We do have a socialised/nationalised model but we do vary based on the individual patient needs...
Hi Neil,

Thanks for your ideas.

The issue over hear about setting up a volunteer response system is that it can only be activated by the Ambulance Service due to the dispatch system in use in Victoria. At our Station for example we did attempt setting up a rapid response vehicle at no cost to the Service with off duty staff and utilising a sedan that was not being used, but it was stopped by the Ambulance Service. Such a system is unacceptable by the Ambulance Service as they see it as an actual admission that they are failing to provide appropriate use of the resources they have.

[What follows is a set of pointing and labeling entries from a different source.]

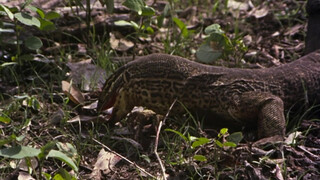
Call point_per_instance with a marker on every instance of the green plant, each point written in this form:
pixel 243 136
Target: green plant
pixel 217 45
pixel 22 16
pixel 65 153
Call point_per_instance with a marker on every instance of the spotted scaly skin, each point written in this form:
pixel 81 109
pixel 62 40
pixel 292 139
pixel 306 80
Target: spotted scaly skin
pixel 228 97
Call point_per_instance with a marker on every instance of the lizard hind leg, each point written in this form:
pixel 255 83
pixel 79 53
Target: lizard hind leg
pixel 271 120
pixel 265 110
pixel 121 107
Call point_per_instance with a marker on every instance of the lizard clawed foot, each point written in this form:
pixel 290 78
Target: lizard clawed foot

Further it is the utilisation of resources by a metro management that has no understanding of issues faced in the rural areas that are causing problems. Again at the Station I work at, the number of full time staff have increased threefold, , our wages bill has increased threefold, but our available resources have decreased threefold. It doesn't take a brain surgeon to workout that the processes being introduced based on Metro principles are costing a fortune with a massive loss of resources in rural and the result is a reduction in KPIs being met. In private industry, this would result in sackings for mismanagement. The Russian Roulette of only missing 1% of cases you quote we would love. Sadly the statistics are significantly higher and at the Station I work at which covers approx 16,000 people, now only has 1 Ambulance available instead of the 3 that used to be available.

Reality is we once had a good service, with response times worth being pround of. The shame is that despite a massive increase in the budget and resources, the processes being introduced are failing, and there is a failure by those in charge to recognise why and how to fix it.